# Nielsen's Maskarade On DVD- You'll have a ball !



## superhorn (Mar 23, 2010)

Carl Nielsen's second and last opera "Maskarade", is considered the Danish national opera, and probably the only Scandinavian opera performed with any regularity in other countires,and not that frequently at that. 
Too bad, because this is one of the best comic operas ever written, and a total delight.
I got to know it several years ago from the excellent Decca recording conducted by Ulf Schirmer,a German,not a Dane, and just got the DVD of the opera performed by the Danish
Royal Opera at the recently opened and spectacular Copenhagen opera house. It's from Da Capo of Denmark,which is primarily a CD label. The conductor is the distinguished Danish maestro Michael Schonwandt,music director of the Royal Danish opera.

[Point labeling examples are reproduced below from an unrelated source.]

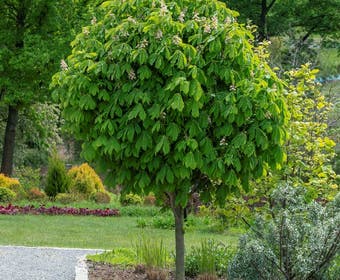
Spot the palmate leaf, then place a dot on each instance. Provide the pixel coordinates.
(189, 161)
(173, 131)
(177, 102)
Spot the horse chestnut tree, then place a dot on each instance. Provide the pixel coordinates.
(171, 95)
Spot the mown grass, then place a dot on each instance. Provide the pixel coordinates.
(91, 232)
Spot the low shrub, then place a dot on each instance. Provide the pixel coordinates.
(14, 185)
(66, 198)
(54, 210)
(6, 195)
(301, 241)
(150, 199)
(36, 194)
(57, 180)
(208, 260)
(85, 181)
(131, 199)
(101, 197)
(19, 191)
(139, 211)
(7, 182)
(28, 177)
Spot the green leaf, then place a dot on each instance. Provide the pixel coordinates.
(88, 152)
(169, 175)
(240, 140)
(173, 131)
(177, 102)
(189, 160)
(232, 178)
(86, 102)
(196, 90)
(144, 141)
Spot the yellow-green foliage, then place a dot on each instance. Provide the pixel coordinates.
(14, 185)
(101, 197)
(36, 194)
(66, 198)
(7, 182)
(131, 199)
(85, 180)
(6, 195)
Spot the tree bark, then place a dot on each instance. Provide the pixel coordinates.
(9, 141)
(263, 21)
(263, 29)
(179, 233)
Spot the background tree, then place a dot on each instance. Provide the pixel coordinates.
(34, 37)
(170, 97)
(297, 29)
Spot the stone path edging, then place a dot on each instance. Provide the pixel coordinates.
(80, 269)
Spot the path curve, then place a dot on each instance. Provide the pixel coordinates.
(43, 263)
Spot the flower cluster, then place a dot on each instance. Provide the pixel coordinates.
(63, 65)
(54, 210)
(143, 44)
(132, 75)
(159, 34)
(176, 40)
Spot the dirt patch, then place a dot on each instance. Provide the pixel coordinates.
(101, 271)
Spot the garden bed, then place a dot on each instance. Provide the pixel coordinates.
(102, 271)
(55, 210)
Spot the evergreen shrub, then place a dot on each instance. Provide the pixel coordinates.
(57, 179)
(301, 241)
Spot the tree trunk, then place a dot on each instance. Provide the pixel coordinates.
(179, 233)
(263, 21)
(9, 141)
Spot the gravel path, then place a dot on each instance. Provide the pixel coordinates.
(18, 263)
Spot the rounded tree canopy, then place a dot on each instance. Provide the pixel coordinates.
(167, 95)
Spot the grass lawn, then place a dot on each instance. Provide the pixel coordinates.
(91, 232)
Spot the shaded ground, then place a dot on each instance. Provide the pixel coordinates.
(100, 271)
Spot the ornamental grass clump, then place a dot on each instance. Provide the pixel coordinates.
(154, 256)
(301, 241)
(209, 260)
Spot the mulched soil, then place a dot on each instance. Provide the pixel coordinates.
(101, 271)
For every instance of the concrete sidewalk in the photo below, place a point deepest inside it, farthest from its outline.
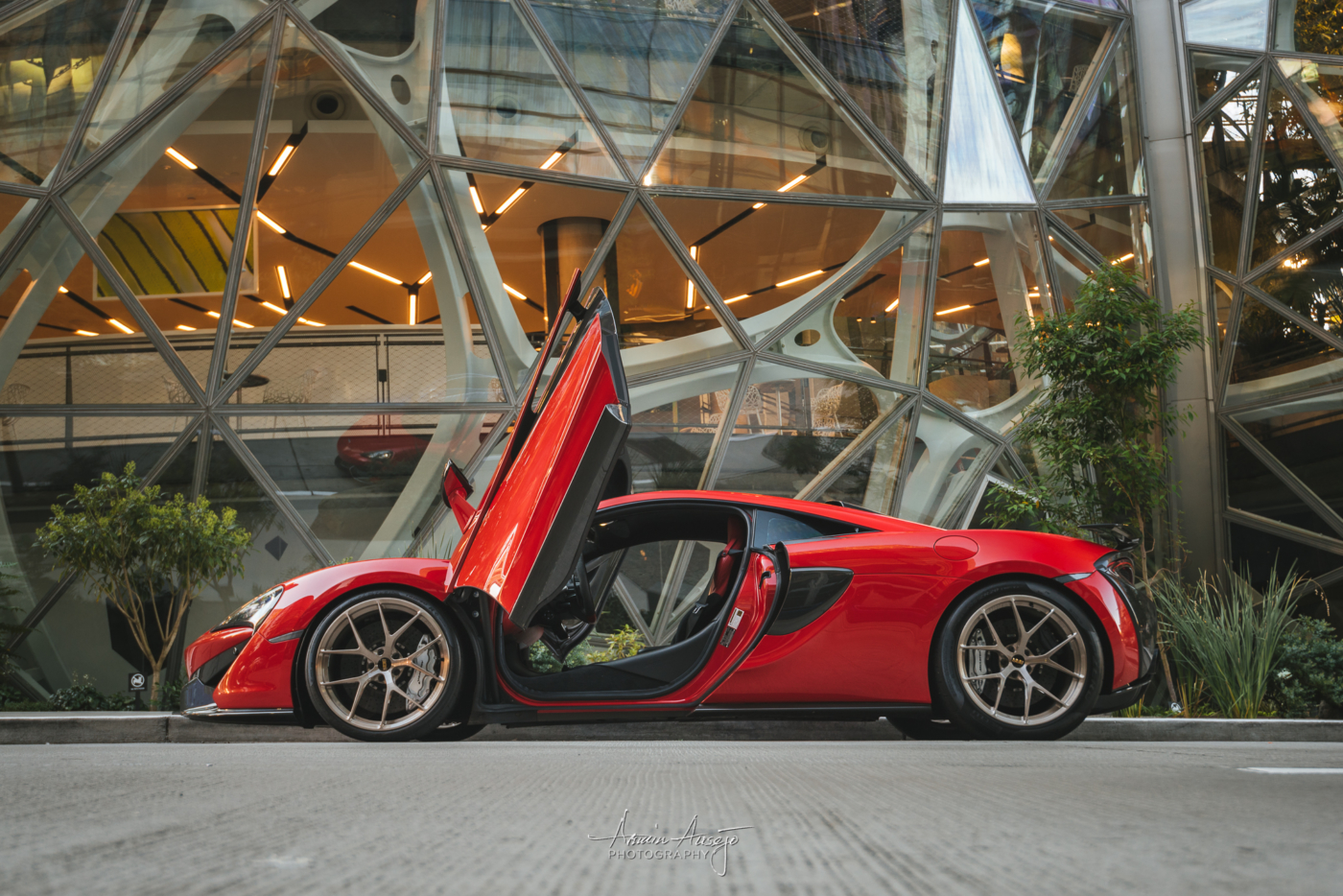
(161, 727)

It's a winner ! Nielsen's music overflows with high spirits and wit, and the entire cast ,chorus and orchestra perform with great panache and comic flair.
It's the merry story of shenanigans and tomfoolery at a Copenhagen masked ball. 
The opera was originally set in the early 18th century, and the story is based a play by the Norwegian/Danish playwright Ludvig Holberg, whom you may remember from Grieg's Holberg Suite for strings.
The current production by the Danish opera director Caspar Bech Holten updates the action to the present, fortunately with no damage to the opera,unlike other updated productions of operas which have been a travesty of the composer's dramamtic intentions.
Leander is a fun-loving young man in Copenhagen who enjoys the riotous masked balls of Copenhagen with his wise-cracking servant Henrik ,over the objections of his pompous,stuffy and strait-laced father. His mother doesn't mind,and used to enjoy dancing in her youth.
Leander's parents have chosen a young lady for him to marry whom he has never met.
But in the last act,which takes place at the ball, he meets a young lady with whom he falls in love. By a weird coincidence she turns out to be the same young lady he is supposed to marry !
In the mean time,there is lots of intrigue,mistaken identity and all manner of shenanigans.
Bech's production is brilliantly inventive, and the masqueraders are dressed as among other things,hippies,Hare Krishnas, Marilyn Monroe,Elvis and other people Nielsen could never have conceived of. But it's all great fun, and there is plenty of dancing and even an acrobatic act !
The cast is almost entirely Danish,with a couple of Swedish singers. None are international superstars, but they include basss Stephen Milling as the pompous fuddy duddy father Jeronimus,and Susanne Resmark as Leander's mother Magelone,who sings the same role on the Decca CD. The late Aage Haugland was Jeronumus on the recording.
However, the cast is uniformly excellent vocally, and their comic acting could hardly be bettered.
Conductor Schonwandt gives the delightful Nielsen score all the sparkle and wit one could want,and the audience has a ball-literally ! So will you. Don't miss this delightful DVD.
It's easily available from amazon.com.